Bien-Ruiz is not the only homeowner who has been affected. This issue has been ongoing for years, according to a collective of residents who all reside on the same block parallel to where the auto body shops and refinery are located.
“I can’t breathe back there when they’re venting. I can’t be in my own backyard,” said Susan Buck, who has been an area homeowner for eight years and Sunnyside resident for 30 years. “I do smell a very toxic odor.”
The homeowners also worry about health issues the smoke may cause for small children.
“I have a little boy, he’s only 15 months old, and he plays in the backyard in the summertime — he’s going to be running around and that smell is just too strong,” Raquel Rodiguez said. “I’m just concerned, not just for myself, but my son.”
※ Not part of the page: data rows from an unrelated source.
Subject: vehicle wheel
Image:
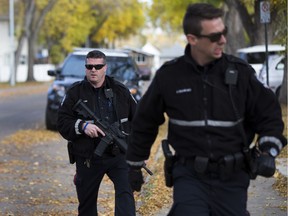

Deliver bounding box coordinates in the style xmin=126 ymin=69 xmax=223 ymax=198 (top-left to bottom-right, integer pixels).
xmin=45 ymin=108 xmax=57 ymax=131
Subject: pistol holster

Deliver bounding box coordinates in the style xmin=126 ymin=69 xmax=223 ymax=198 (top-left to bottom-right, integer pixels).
xmin=67 ymin=141 xmax=76 ymax=164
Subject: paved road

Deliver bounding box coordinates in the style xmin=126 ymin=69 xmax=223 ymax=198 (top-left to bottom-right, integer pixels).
xmin=0 ymin=94 xmax=46 ymax=135
xmin=0 ymin=84 xmax=48 ymax=137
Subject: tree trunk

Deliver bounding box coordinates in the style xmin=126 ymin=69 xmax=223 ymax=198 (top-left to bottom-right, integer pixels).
xmin=14 ymin=32 xmax=26 ymax=75
xmin=27 ymin=35 xmax=35 ymax=81
xmin=26 ymin=0 xmax=57 ymax=81
xmin=233 ymin=0 xmax=277 ymax=45
xmin=25 ymin=1 xmax=36 ymax=81
xmin=223 ymin=0 xmax=246 ymax=55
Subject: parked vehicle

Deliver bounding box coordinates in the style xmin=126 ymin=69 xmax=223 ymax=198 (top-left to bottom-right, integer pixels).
xmin=237 ymin=44 xmax=285 ymax=76
xmin=258 ymin=54 xmax=285 ymax=98
xmin=45 ymin=48 xmax=143 ymax=130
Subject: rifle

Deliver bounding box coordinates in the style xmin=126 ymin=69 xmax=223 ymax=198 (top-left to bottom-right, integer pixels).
xmin=73 ymin=99 xmax=153 ymax=175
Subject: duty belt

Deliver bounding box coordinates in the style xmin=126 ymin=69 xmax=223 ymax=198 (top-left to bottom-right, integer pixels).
xmin=177 ymin=152 xmax=245 ymax=179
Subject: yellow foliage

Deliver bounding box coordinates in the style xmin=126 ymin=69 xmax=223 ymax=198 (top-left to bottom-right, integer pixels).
xmin=1 ymin=129 xmax=60 ymax=147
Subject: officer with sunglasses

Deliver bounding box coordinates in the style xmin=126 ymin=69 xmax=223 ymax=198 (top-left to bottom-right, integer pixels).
xmin=57 ymin=50 xmax=137 ymax=216
xmin=126 ymin=3 xmax=286 ymax=216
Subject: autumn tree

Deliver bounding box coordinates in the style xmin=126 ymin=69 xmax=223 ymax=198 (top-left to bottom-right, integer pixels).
xmin=149 ymin=0 xmax=284 ymax=51
xmin=10 ymin=0 xmax=145 ymax=80
xmin=40 ymin=0 xmax=93 ymax=64
xmin=41 ymin=0 xmax=145 ymax=64
xmin=89 ymin=0 xmax=145 ymax=48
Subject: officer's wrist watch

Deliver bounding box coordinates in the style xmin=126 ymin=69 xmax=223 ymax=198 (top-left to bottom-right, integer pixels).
xmin=269 ymin=147 xmax=278 ymax=157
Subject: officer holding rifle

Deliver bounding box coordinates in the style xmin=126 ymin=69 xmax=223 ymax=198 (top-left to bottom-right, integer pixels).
xmin=57 ymin=50 xmax=137 ymax=216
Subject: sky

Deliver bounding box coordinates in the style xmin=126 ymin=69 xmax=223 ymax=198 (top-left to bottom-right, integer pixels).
xmin=139 ymin=0 xmax=152 ymax=6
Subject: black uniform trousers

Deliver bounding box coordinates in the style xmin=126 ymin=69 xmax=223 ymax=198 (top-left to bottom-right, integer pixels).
xmin=74 ymin=154 xmax=135 ymax=216
xmin=168 ymin=161 xmax=250 ymax=216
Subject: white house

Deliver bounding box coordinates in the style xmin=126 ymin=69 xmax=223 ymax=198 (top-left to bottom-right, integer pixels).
xmin=0 ymin=15 xmax=54 ymax=83
xmin=0 ymin=14 xmax=12 ymax=82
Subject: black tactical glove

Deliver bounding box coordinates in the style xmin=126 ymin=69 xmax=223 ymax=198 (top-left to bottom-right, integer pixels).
xmin=128 ymin=166 xmax=144 ymax=192
xmin=255 ymin=154 xmax=276 ymax=177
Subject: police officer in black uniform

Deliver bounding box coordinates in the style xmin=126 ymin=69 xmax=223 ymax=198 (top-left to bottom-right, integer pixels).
xmin=57 ymin=50 xmax=137 ymax=216
xmin=126 ymin=3 xmax=287 ymax=216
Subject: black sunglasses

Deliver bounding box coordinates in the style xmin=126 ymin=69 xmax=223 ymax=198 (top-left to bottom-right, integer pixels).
xmin=195 ymin=27 xmax=228 ymax=42
xmin=85 ymin=64 xmax=106 ymax=70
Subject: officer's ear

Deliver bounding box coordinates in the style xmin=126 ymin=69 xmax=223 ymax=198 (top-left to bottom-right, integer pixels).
xmin=186 ymin=34 xmax=198 ymax=45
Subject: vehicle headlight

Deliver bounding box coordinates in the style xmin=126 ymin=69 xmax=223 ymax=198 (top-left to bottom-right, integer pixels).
xmin=129 ymin=88 xmax=137 ymax=95
xmin=52 ymin=84 xmax=65 ymax=97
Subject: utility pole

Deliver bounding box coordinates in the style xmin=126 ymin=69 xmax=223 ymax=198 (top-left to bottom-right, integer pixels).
xmin=9 ymin=0 xmax=15 ymax=86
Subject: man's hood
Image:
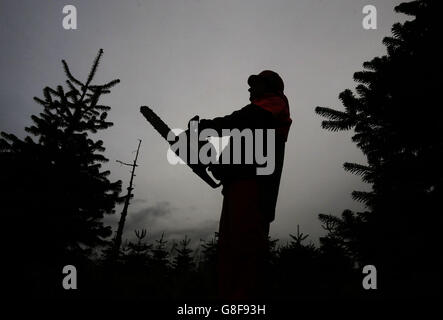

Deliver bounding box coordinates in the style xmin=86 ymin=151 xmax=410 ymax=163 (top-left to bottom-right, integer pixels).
xmin=252 ymin=93 xmax=292 ymax=141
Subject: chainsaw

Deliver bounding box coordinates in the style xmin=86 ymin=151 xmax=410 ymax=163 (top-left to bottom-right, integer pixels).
xmin=140 ymin=106 xmax=221 ymax=189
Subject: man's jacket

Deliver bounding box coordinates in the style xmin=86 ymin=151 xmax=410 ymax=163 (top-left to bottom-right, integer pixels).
xmin=200 ymin=93 xmax=292 ymax=222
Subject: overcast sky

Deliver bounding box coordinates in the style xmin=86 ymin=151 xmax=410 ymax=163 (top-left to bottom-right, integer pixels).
xmin=0 ymin=0 xmax=407 ymax=246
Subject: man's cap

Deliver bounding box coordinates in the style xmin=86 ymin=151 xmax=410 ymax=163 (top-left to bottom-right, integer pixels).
xmin=247 ymin=70 xmax=284 ymax=94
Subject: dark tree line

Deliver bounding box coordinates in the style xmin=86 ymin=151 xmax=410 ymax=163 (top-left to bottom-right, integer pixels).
xmin=1 ymin=0 xmax=440 ymax=300
xmin=76 ymin=227 xmax=359 ymax=300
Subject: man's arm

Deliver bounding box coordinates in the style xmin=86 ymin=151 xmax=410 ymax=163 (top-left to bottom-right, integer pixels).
xmin=199 ymin=104 xmax=272 ymax=135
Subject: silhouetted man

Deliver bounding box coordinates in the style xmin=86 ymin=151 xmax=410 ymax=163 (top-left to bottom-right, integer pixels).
xmin=199 ymin=70 xmax=292 ymax=300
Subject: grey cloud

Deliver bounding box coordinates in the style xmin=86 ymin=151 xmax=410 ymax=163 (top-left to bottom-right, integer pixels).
xmin=125 ymin=201 xmax=172 ymax=232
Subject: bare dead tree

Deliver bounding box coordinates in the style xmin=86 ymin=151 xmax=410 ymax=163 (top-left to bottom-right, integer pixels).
xmin=112 ymin=139 xmax=142 ymax=258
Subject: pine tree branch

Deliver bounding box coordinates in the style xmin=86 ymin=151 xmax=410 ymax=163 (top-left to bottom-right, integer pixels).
xmin=62 ymin=60 xmax=84 ymax=86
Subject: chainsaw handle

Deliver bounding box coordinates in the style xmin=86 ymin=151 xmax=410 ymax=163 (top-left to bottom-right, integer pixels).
xmin=190 ymin=164 xmax=222 ymax=189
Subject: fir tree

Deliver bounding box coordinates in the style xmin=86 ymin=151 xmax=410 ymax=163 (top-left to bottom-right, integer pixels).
xmin=275 ymin=226 xmax=320 ymax=298
xmin=125 ymin=229 xmax=153 ymax=267
xmin=315 ymin=0 xmax=441 ymax=296
xmin=198 ymin=233 xmax=218 ymax=269
xmin=171 ymin=235 xmax=198 ymax=298
xmin=151 ymin=232 xmax=171 ymax=272
xmin=196 ymin=233 xmax=219 ymax=298
xmin=172 ymin=235 xmax=195 ymax=274
xmin=0 ymin=49 xmax=122 ymax=281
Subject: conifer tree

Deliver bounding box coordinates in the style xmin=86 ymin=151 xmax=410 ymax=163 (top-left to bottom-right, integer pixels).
xmin=0 ymin=49 xmax=122 ymax=264
xmin=172 ymin=235 xmax=201 ymax=298
xmin=125 ymin=229 xmax=152 ymax=267
xmin=196 ymin=234 xmax=218 ymax=298
xmin=198 ymin=233 xmax=218 ymax=268
xmin=315 ymin=0 xmax=440 ymax=296
xmin=172 ymin=235 xmax=195 ymax=274
xmin=275 ymin=226 xmax=319 ymax=298
xmin=151 ymin=233 xmax=171 ymax=272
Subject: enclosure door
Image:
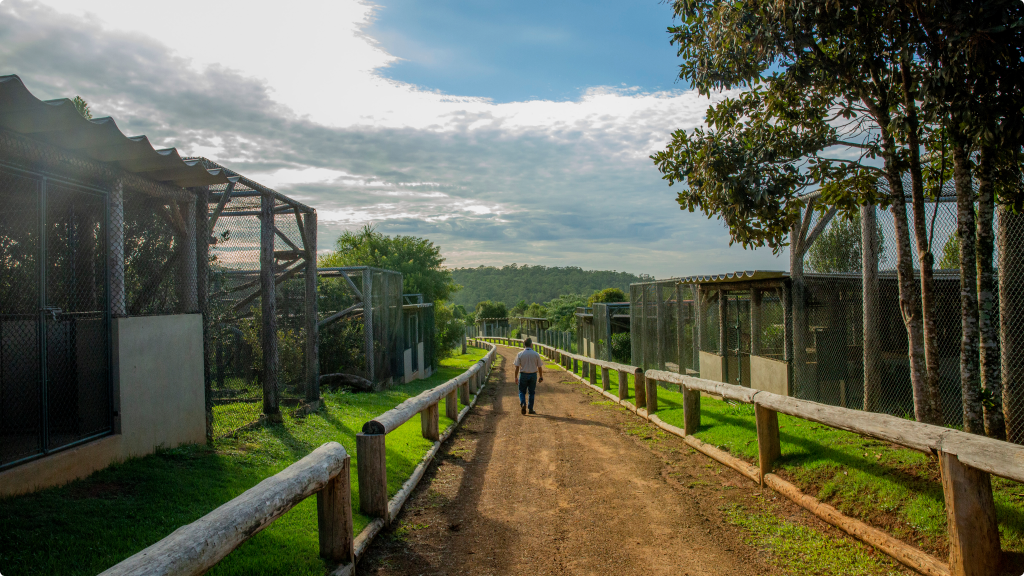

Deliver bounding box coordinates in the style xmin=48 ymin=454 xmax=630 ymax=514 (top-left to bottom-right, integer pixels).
xmin=0 ymin=169 xmax=112 ymax=470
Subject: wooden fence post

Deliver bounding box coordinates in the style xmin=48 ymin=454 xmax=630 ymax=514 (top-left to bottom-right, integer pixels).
xmin=460 ymin=379 xmax=470 ymax=406
xmin=635 ymin=369 xmax=647 ymax=409
xmin=421 ymin=403 xmax=440 ymax=441
xmin=646 ymin=378 xmax=658 ymax=413
xmin=446 ymin=389 xmax=458 ymax=421
xmin=602 ymin=367 xmax=610 ymax=391
xmin=356 ymin=433 xmax=388 ymax=523
xmin=469 ymin=370 xmax=478 ymax=395
xmin=755 ymin=404 xmax=781 ymax=483
xmin=573 ymin=358 xmax=579 ymax=375
xmin=939 ymin=451 xmax=1001 ymax=576
xmin=683 ymin=386 xmax=701 ymax=435
xmin=618 ymin=370 xmax=629 ymax=400
xmin=589 ymin=363 xmax=598 ymax=386
xmin=317 ymin=456 xmax=354 ymax=563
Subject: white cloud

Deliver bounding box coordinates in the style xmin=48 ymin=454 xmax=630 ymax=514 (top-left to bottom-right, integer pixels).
xmin=0 ymin=0 xmax=787 ymax=277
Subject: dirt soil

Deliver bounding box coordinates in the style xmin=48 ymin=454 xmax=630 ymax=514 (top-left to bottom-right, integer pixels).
xmin=358 ymin=347 xmax=905 ymax=576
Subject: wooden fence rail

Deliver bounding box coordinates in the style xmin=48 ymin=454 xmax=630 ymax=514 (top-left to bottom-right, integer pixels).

This is equally concerning because another resident noted the proximity of these businesses to area schools and children.
“Everybody knows, all the body shops are actually on the periphery of the city, or neighborhood like this one, that is heavily populated with kids and schools,” said Alex Novic, who has been unable to eat in his backyard with his wife for two years.
“I don’t know if the smell goes up to the school, but it affects everyone here. The noise doesn’t bother me, but the smell is unbearable sometimes,” Novic said.
“These are not cheap houses. We paid top of the market price for [our home]. We pay hefty taxes. I don’t deserve to sit in my backyard and breathe fumes,” Bien-Ruiz said.
She recently contacted the office of councilman Jimmy Van Bramer (D-Sunnyside), who forwarded her formal complaint to DEP Commissioner Carter Strickland and Department of Health and Mental Hygiene Commissioner Dr. Thomas Farley.
“It’s good for businesses to be good neighbors, just like neighbors should be good to each other,” Van Bramer said.
Bien-Ruiz adds that she’s not looking to shut the facilities down in anyway, but wants to know what chemicals these businesses are allowed to use within such close proximity to residential housing.
“I don’t mind sharing the block with auto body shops. I mind the quality of air I’m breathing,” Bien-Ruiz said.
“My mission in this battle is to stop any kind of chemical emissions from happening in the future,” she added. “As long as there is residential housing and a senior center next door, this should not be happening.”